Partager la publication "Mathias Jud et Christoph Wachter, les robins des bois du net"
C’est à côté d’un bidonville rom
de Montreuil, en Seine-Saint-Denis, que Mathias Jud nous a donné rendez-vous. Surprenant de la part d’un artiste qui, avec son compagnon Christoph Wachter, exposait à la Gaîté-lyrique et au musée des Arts et Métiers en 2013. Et affiche seize prix artistiques décernés par
des institutions suisses, allemandes ou européennes. C’est pourtant là, loin des temples de la culture, qu’il faut se rendre pour découvrir le travail récent de ces deux créateurs suisses installés à Berlin.

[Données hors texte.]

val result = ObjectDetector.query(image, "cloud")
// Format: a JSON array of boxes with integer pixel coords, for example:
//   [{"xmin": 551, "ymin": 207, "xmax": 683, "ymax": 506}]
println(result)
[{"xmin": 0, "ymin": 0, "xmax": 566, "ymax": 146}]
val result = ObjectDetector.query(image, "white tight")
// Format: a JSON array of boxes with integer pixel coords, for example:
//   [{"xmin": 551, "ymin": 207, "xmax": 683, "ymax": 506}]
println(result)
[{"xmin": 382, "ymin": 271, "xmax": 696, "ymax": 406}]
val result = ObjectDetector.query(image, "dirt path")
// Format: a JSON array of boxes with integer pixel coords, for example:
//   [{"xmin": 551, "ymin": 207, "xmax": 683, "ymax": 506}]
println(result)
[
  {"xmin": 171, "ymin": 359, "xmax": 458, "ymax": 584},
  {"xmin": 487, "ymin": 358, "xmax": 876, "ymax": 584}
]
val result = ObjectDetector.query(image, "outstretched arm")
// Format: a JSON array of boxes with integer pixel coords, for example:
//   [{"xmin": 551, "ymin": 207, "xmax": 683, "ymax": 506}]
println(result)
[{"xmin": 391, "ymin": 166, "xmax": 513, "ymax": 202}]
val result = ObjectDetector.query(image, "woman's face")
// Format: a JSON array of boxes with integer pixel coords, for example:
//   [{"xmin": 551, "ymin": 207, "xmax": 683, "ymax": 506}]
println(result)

Mathias est à Montreuil pour
l’hôtel Gelem – du nom de l’hymne
des roms. une bicoque en bois installée au milieu des caravanes, qui accueille depuis l’automne 2011 des « touristes embarqués », curieux de partager le quotidien de cette population, à quelques kilomètres mais mille lieues de la place Beauvau, d’où est régi son sort. « Aller
à Gelem, c’est accepter la sédentarité
des Roms. Ce ne sont pas eux qui voyagent,
c’est le visiteur », explique Mathias.
Il existe d’autres Gelem. À Mitrovica, ancienne ville rom ravagée par la guerre du Kosovo; à Shutka, en Macédoine, capitale européenne des Roms ; à Berlin,
à Fribourg… cette « chaîne » d’hôtels créée par Mathias et Christoph a permis de dégager des revenus pour installer l’électricité et l’eau potable dans ces camps.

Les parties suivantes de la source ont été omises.